Okay, with bacteria levels this high, sponges should come with a toxicity warning. The average kitchen sponge is 200,000 times more infested than the surface of your toilet bowl. That level of contamination is unfathomable, and even more upsetting once you realize you've been scrubbing that all over your clean cutlery. Gross.

Microwave

Consider this myth busted: Microwaves do not kill bacteria. We've been using microwaves all wrong. In some cases, it can actually make an infestation worse. But if you're microwaving meat to defrost it, placing plastic containers inside, or even just making any kind of contact with the inside of that machine whatsoever, you're probably transferring some nasty bacteria to the surface. If you don't clean it off, the infestation will just get worse.

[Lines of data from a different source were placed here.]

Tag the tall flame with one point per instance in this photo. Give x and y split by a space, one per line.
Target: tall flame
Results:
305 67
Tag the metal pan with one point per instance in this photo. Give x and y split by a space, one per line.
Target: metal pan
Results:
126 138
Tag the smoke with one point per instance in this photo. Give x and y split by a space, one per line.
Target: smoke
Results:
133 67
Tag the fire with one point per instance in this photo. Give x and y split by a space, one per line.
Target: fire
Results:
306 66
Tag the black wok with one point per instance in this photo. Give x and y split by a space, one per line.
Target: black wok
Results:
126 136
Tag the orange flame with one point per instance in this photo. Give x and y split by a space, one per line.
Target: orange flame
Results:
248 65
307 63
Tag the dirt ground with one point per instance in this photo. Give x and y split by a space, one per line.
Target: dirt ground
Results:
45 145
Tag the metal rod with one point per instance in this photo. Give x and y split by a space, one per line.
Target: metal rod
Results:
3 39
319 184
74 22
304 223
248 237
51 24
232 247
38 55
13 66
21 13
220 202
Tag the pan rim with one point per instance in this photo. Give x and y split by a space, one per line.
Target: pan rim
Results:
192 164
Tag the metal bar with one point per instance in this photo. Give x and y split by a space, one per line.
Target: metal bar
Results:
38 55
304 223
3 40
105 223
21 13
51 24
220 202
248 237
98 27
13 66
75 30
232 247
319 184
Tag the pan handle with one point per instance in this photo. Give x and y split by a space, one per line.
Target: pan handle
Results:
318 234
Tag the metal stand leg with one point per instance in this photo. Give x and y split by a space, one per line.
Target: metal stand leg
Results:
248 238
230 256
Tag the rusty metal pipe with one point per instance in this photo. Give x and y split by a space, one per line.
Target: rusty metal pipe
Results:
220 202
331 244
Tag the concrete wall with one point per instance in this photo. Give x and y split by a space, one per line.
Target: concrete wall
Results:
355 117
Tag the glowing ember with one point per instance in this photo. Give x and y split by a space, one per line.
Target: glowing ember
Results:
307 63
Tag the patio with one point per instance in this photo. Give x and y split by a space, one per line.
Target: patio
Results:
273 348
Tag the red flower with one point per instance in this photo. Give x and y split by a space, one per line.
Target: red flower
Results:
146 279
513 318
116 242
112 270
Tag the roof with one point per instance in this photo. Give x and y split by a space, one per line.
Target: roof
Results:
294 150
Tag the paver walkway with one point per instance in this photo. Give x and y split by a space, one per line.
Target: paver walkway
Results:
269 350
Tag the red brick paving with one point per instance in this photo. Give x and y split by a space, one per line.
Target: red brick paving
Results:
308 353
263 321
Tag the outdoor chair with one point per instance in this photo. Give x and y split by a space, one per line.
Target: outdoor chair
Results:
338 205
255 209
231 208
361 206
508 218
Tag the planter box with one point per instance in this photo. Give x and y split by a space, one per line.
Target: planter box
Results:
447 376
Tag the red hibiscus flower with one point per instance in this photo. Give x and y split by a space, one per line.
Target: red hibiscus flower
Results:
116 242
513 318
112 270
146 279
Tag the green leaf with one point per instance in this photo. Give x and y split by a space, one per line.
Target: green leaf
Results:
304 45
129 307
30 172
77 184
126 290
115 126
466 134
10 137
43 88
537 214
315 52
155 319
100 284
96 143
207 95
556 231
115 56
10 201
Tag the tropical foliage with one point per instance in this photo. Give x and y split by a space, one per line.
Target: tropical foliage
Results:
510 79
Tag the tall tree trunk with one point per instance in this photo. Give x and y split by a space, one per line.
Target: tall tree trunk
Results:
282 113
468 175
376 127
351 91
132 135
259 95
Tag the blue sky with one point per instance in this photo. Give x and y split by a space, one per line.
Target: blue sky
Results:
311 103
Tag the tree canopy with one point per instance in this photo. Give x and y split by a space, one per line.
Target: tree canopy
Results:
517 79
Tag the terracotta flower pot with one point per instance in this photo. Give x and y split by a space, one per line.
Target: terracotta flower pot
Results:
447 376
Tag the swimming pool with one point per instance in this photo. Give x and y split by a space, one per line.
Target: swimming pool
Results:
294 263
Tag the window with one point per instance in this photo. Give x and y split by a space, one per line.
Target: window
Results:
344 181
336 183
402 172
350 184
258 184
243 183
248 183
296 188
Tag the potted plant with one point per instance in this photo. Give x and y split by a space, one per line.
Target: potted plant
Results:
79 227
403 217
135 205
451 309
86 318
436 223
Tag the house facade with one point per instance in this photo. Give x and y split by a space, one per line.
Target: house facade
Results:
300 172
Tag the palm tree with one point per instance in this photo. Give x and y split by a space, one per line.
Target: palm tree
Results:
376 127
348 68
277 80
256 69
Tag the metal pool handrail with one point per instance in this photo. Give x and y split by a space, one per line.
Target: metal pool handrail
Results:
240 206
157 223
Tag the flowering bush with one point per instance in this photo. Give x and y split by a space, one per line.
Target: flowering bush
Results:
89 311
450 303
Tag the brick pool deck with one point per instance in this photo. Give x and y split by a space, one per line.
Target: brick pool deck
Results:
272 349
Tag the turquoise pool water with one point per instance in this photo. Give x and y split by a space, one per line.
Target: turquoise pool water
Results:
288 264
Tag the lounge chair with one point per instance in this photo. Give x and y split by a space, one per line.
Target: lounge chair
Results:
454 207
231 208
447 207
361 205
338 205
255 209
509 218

Make sure you're wiping down the inside and the handles of your microwave with disinfectant before you're using it to heat your food.

Pet’s Food Dish

The inside of a dog's food bowl is home to over 2,110 bacteria per square inch. That's more than seven times the bacteria lingering in your toilet seat — and even more dramatically disgusting. Clean your dog's bowl. Our pets deserve better.

Refrigerators

Bacteria are lingering on both the handle and, yes — the inside. Your vegetable drawer could be home to all kinds of organisms, ranging from E. coli to listeria. Whatever's on your veggies before you wash them is probably also on the inside of that drawer. Plus, mold might be growing if you're not throwing away food before it goes bad.

Reusable Grocery Bags

You know those bags that carry your food, drinks, and pretty much everything else? They might be saving the environment, but they're giving your immune system a run for its money. Most people don't wash them. By neglecting to wash those bags, you're allowing all the bacteria from whatever you picked up in the grocery store to conglomerate on the handles and inside — areas that come into contact with both your hands and your food.

The Grill

It might not be physically in your kitchen, but it sure comes in contact with your food. How many times have you cleaned that ancient thing on your back patio? The average grill harbors 1.7 million microbes per square inch in its greasy grooves, according to a 2013 study. A toilet has half that — and we eat food directly off of the grill surface. And we think dogs are gross for licking the toilet bowl. This is twice as bad! Clean that thing before you use it. But once you do, by all means please do use it — there are so many delightful dinners you can make with the underrated appliance.